The Cowboy, The Wizard, and the Eclipse of 1878

Echoes of the Past: Edison, Texas Jack, and the Great American Eclipse of 1878—A Tale of Celestial Wonder, Historical Adventure, and Scientific Pursuit on the Frontier

The Cowboy, The Wizard, and the Eclipse of 1878

America on the brink of witnessing a celestial event so rare and mesmerizing that people from all corners of the country scramble to find a vantage point. Eclipse glasses? Sold out. Hotels in the path of totality? Booked solid for months. Scientists and starry-eyed dreamers alike count down the moments until the moon dares to dance in front of the sun, revealing the elusive solar corona in a display of cosmic ballet. This isn’t just happening today, April 8, 2024—history was writing a similar story nearly 150 years ago, on July 29, 1878.

A group of scientists with their telescopes in Rawlins, Wyoming, for the 1878 eclipse. Thomas Edison is second from the right.

Amidst the throng of eager young scientists, journalists, and adventurers streaming westward to get a good view of the 1878 eclipse, slicing southeast across the United States from Montana to Texas, was none other than Thomas Alva Edison. Already nationally famous for a string of inventions, it was his phonograph that crowned him "The Wizard of Menlo Park." But in the days before the 1878 solar eclipse, Edison was chasing the sun's secrets with his newest invention, the tasimeter, hoping to unveil the mysteries of the solar corona's temperature alongside astronomer Henry Draper in Rawlins, Wyoming.

Thomas Edison

Rawlins, a bustling rail hub situated directly in the eclipse's shadow, became the epicenter of American scientific curiosity in July of 1878. Stage lines from Rawlins led north towards Lander and south into Colorado. As a rail hub located directly in the path of totality, Rawlins became the center of the American scientific world in the weeks before the eclipse.

It was also the staging ground for the legendary Texas Jack, a cowboy, scout, and stage actor as enigmatic as the frontier he roamed. Jack, fresh from a series of sharpshooting exhibitions, was gearing up to guide German Count Otto Franc von Lichtenstein on a wild trek across Wyoming's untamed landscapes.

Texas Jack omohundro

Here is Thomas Edison's account of his encounter with America's first cowboy star:

"The hotel in Rawlins was a very small one, and by doubling up, we were barely accommodated. My roommate was Fox, the correspondent of the New York Herald. After we retired and were asleep, a thundering knock on the door awakened us.

Upon opening the door, a tall, handsome man with flowing hair dressed in Western style entered the room. His eyes were bloodshot, and he was somewhat inebriated.

He introduced himself as `Texas Jack’ Omohundro and said he wanted to see Edison, as he had read about me in the newspapers.

Both Fox and I were rather scared, and didn’t know what was to be the result of the interview. The landlord requested him not to make so much noise, and was thrown out into the hall.

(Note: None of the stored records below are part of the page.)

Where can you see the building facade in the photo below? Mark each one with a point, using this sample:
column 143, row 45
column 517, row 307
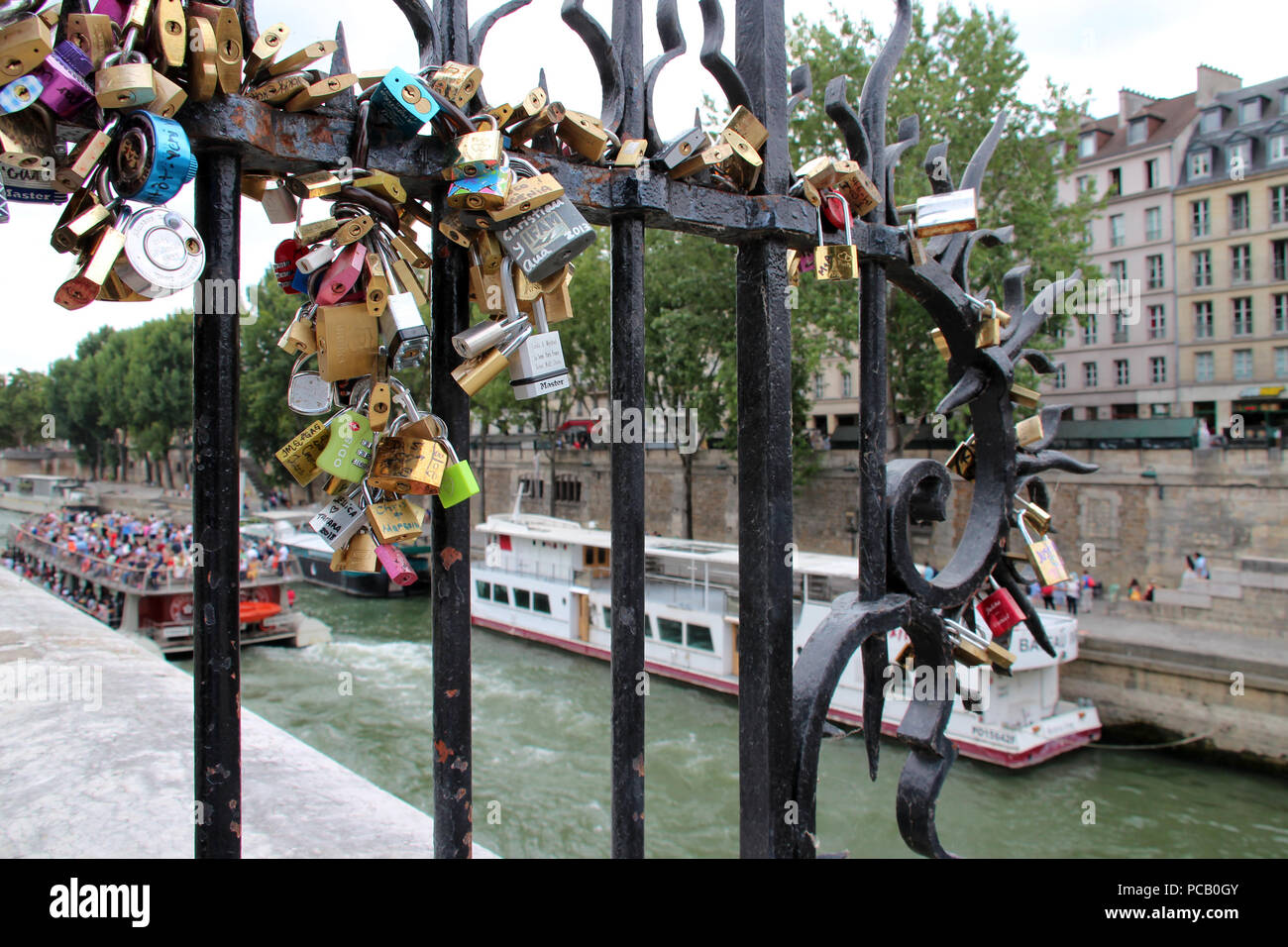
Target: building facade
column 1232, row 249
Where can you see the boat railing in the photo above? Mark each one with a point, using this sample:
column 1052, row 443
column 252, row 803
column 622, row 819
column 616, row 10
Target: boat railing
column 134, row 578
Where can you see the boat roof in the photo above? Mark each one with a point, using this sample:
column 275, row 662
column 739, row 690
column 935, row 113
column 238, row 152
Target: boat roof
column 554, row 530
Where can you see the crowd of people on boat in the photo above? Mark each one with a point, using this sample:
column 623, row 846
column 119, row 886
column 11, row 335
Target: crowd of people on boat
column 145, row 553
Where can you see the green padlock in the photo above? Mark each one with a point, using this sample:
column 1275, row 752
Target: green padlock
column 348, row 454
column 458, row 483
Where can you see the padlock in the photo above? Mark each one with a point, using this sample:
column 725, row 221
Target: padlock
column 62, row 76
column 395, row 565
column 403, row 102
column 537, row 367
column 836, row 262
column 404, row 333
column 1043, row 556
column 162, row 253
column 300, row 454
column 393, row 521
column 339, row 521
column 153, row 158
column 961, row 462
column 351, row 446
column 584, row 134
column 1001, row 613
column 24, row 46
column 477, row 153
column 307, row 393
column 458, row 82
column 348, row 342
column 951, row 213
column 546, row 240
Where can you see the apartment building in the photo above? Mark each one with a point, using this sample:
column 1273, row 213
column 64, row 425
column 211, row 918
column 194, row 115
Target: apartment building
column 1120, row 357
column 1232, row 248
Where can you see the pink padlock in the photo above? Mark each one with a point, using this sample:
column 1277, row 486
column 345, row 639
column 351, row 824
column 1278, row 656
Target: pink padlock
column 1000, row 611
column 342, row 274
column 395, row 565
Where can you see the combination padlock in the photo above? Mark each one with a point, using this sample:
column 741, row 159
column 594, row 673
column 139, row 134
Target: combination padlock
column 153, row 158
column 162, row 253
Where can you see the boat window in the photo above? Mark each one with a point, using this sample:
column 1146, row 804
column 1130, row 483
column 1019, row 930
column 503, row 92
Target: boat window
column 699, row 637
column 670, row 630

Jack explained that he had just come in with a party which had been hunting, and that he felt fine. He explained, also, that he was the boss pistol-shot of the West; that it was he who taught the celebrated Doctor Carver how to shoot.

Then suddenly pointing to a weather-vane on the freight depot, he pulled out a Colt revolver and fired through the window, hitting the vane.

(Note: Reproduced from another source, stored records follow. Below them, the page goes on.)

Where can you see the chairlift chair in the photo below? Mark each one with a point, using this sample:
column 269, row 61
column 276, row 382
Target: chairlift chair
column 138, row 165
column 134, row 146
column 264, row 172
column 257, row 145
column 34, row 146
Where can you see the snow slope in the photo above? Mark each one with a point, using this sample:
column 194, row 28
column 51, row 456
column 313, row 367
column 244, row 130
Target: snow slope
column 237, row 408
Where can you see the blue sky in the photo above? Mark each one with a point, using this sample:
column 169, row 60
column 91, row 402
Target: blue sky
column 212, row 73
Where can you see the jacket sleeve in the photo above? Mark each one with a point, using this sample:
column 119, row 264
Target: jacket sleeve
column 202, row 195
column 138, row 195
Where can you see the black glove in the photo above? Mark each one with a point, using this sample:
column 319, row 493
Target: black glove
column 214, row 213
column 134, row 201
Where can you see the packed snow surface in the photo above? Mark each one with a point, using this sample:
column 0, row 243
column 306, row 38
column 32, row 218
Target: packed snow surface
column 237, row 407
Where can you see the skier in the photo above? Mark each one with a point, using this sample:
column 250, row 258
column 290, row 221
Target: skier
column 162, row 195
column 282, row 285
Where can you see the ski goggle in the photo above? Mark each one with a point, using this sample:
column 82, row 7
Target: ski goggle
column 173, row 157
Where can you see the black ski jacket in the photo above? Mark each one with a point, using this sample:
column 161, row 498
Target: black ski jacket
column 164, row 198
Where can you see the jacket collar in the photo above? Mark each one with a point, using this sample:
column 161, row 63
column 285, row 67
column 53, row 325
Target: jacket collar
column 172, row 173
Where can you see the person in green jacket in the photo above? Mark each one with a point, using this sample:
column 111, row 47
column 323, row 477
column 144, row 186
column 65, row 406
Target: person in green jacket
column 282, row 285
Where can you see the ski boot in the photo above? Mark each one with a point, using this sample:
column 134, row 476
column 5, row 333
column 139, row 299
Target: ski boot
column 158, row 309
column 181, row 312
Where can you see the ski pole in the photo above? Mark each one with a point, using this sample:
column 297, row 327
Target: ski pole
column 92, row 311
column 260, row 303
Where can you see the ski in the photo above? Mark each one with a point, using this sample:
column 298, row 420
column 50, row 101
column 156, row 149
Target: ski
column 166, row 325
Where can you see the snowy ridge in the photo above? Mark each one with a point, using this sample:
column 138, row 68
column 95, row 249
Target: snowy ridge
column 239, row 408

The shot awakened all the people, and they rushed in to see who was killed. It was only after I told him I was tired and would see him in the morning that he left.

Both Fox and I were so nervous we didn’t sleep any that night. We were told in the morning that Jack was a pretty good fellow, and was not one of the `bad men,’ of whom they had a good supply.”

Edison and Fox tried to find Texas Jack now that they had been assured by locals that he was a "pretty good fellow," but Jack had already set out to start his trek, and Edison missed his chance to talk with a genuine cowboy hero. People in Rawlins will tell you that after the tasimeter failed to measure the temperature of the sun's corona, Edison decided to visit a local fishing hole. It was while holding his bamboo fishing pole that he first hit upon the idea of using bamboo filament in incandescent light bulbs.

Count Otto Franc recorded in his journal that he and Jack spent the morning of eclipse trout fishing in what is now the Medicine Bow National Forest near the Colorado border.

“We caught some trout and went back to camp,” Franc wrote, “and while cooking the fish, the Eclipse sets in, and we have a very good view of it. Jack calls it a damned humbug and put-up job, because our tent and blankets caught fire while we were looking at the sun. We lost a blanket, burned holes in the tent and some blankets, and besides burned our hands in trying to extinguish it."